While there was broad support for the bill’s transparency requirements and the newly added study to examine the effect these fees are having on the health-care system, even hospitals exempted from the fee limitations criticized HB 1215 on Friday. Jennifer Riley, CEO of Memorial Regional Health in Craig, noted she pays everyone from nurses to therapists with the fees and questioned why urban hospitals should suffer without reimbursement even for telehealth equipment, saying the carveout for rural facilities showed how misguided the proposal is.

Several hospital leaders and Republican legislators also argued it was premature to put restrictions on the fees until the study is completed and can inform officials whether those fees are vital to facilities or are harming state residents.

“This is more of a ready-fire-aim approach than a ready-aim-fire approach,” said Nico Brown, chief strategy officer for Vail Health. “If a study is being proposed, then it makes no sense to add penalties to hospitals that are serving Coloradans every day.”

But co-sponsoring Rep.

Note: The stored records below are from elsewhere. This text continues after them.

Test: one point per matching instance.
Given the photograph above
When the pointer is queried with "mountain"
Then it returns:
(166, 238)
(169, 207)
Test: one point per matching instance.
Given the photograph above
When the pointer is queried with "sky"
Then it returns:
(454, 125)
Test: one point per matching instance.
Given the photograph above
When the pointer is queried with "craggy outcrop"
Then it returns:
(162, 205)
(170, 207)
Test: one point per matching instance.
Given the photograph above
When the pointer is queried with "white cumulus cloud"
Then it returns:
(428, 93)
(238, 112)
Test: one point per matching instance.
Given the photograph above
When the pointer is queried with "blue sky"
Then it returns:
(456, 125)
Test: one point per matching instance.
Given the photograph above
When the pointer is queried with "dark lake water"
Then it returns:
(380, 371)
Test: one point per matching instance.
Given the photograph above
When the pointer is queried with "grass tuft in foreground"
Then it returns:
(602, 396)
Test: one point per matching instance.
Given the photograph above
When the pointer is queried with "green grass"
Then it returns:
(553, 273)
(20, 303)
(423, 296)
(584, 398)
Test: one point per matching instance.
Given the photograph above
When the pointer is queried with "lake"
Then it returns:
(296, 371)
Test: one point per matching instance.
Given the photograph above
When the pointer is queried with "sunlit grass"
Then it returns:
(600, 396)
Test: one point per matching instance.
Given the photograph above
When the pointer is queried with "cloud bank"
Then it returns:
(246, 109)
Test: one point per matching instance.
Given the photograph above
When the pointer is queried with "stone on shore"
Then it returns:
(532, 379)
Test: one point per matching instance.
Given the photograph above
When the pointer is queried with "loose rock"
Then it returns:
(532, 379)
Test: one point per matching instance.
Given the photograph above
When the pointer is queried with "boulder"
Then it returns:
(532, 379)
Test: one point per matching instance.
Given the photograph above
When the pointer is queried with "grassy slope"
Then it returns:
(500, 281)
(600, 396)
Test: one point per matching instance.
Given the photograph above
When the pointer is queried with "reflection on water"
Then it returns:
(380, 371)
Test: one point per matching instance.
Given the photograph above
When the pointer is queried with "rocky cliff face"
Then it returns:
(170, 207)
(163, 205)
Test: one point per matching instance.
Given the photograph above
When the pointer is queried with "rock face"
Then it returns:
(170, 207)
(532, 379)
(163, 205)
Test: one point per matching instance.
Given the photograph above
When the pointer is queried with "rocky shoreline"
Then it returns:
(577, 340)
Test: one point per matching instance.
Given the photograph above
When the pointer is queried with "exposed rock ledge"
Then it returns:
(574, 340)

Andy Boesenecker, D-Fort Collins, noted that Connecticut limited facility fees for telehealth without creating “a dystopian world for health care” and said the minimal immediate protections of the bill will help patients now suffering financial harm from fees.

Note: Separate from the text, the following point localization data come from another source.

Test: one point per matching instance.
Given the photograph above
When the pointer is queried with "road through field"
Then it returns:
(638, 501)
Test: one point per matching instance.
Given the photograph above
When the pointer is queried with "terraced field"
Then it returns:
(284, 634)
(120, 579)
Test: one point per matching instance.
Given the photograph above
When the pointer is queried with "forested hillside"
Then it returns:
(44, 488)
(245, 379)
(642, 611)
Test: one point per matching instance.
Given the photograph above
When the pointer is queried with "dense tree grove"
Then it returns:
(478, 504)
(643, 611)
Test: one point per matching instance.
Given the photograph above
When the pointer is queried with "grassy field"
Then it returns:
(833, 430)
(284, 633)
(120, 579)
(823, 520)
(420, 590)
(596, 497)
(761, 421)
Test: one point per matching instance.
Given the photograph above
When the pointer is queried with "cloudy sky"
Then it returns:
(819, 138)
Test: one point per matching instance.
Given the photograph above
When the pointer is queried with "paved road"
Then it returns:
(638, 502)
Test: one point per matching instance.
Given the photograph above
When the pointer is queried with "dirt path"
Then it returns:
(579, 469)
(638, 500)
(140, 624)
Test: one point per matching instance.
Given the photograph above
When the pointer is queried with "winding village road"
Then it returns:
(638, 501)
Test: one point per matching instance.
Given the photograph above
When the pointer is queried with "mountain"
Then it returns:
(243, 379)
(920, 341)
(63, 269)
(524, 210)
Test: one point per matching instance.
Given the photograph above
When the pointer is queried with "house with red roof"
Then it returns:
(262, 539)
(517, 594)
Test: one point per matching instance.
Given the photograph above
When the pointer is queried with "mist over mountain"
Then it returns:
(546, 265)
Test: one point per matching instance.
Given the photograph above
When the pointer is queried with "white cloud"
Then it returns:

“This is not an anti-health-care-worker bill. This is not an anti-nurse bill. This is not an anti-behavioral-health bill,” Boesenecker said, trying to answer criticism that HB 1215 will reverse the availability of telehealth care for mental health that has grown since 2020. “The conflict here is not between the bill and the folks who provide these services. The misunderstanding — or, perhaps, the disagreement — is with folks who continue to charge facility fees in places where it’s inequitable.”

Community benefits

And hospitals next will be asked to defend their community-benefit practices.

Nonprofit hospitals now must offer community benefits to maintain their nonprofit status, and those benefits can include charity care, Medicaid underpayments, physician recruitment, support for training and research. However, under HB 1243, sponsored by Boulder Democratic Rep. Judy Amabile, none of those would be counted toward a new minimum-benefit standard, noted Dan Weaver, UCHealth vice president of communications.

The bill — scheduled for a 1:30 p.m. hearing Wednesday in the House Public and Behavioral Health and Human Services Committee — would require spending 3% of net patient revenues on other benefits over the next three years, increasing that number to 5% by seven years out. Those hospitals also must complete community-benefit implementation plans that assess and focus on the needs of the surrounding community.

Polis, who included HB 1243 in his priority health-care bills for this session, said in his State of the State Address that he expects benefits to include mental health, maternity care, healthcare workforce growth and support for social determinants of health like housing and food.

“Some large hospital systems are making record profits, paying zero taxes and sitting on enormous reserves while overcharging customers. Meanwhile, they are consolidating providers, which drives up costs and leaves fewer options for Coloradans,” the governor said. “It’s time that we hold them accountable.”

Broader implications?

But Weaver noted that with Medicaid paying somewhere around 70% of the costs of care, hospitals need to be able to count its underpayments toward their community benefits for them to help fund the lack of reimbursements. Were the state to remove that option, hospitals would have to redirect resources, and that could lead to less access to providers for Medicaid recipients — which, in conjunction with the revenue losses from the limitations on facility fees, could have economic-development implications for this area, he said.

“Colorado as a whole — our economy and our businesses in this state — wants and needs a very strong health-care system in Colorado,” Weaver said. “Health care that is high quality, I think, helps people from across the nation want to move to Colorado and helps attract businesses that are more innovative.”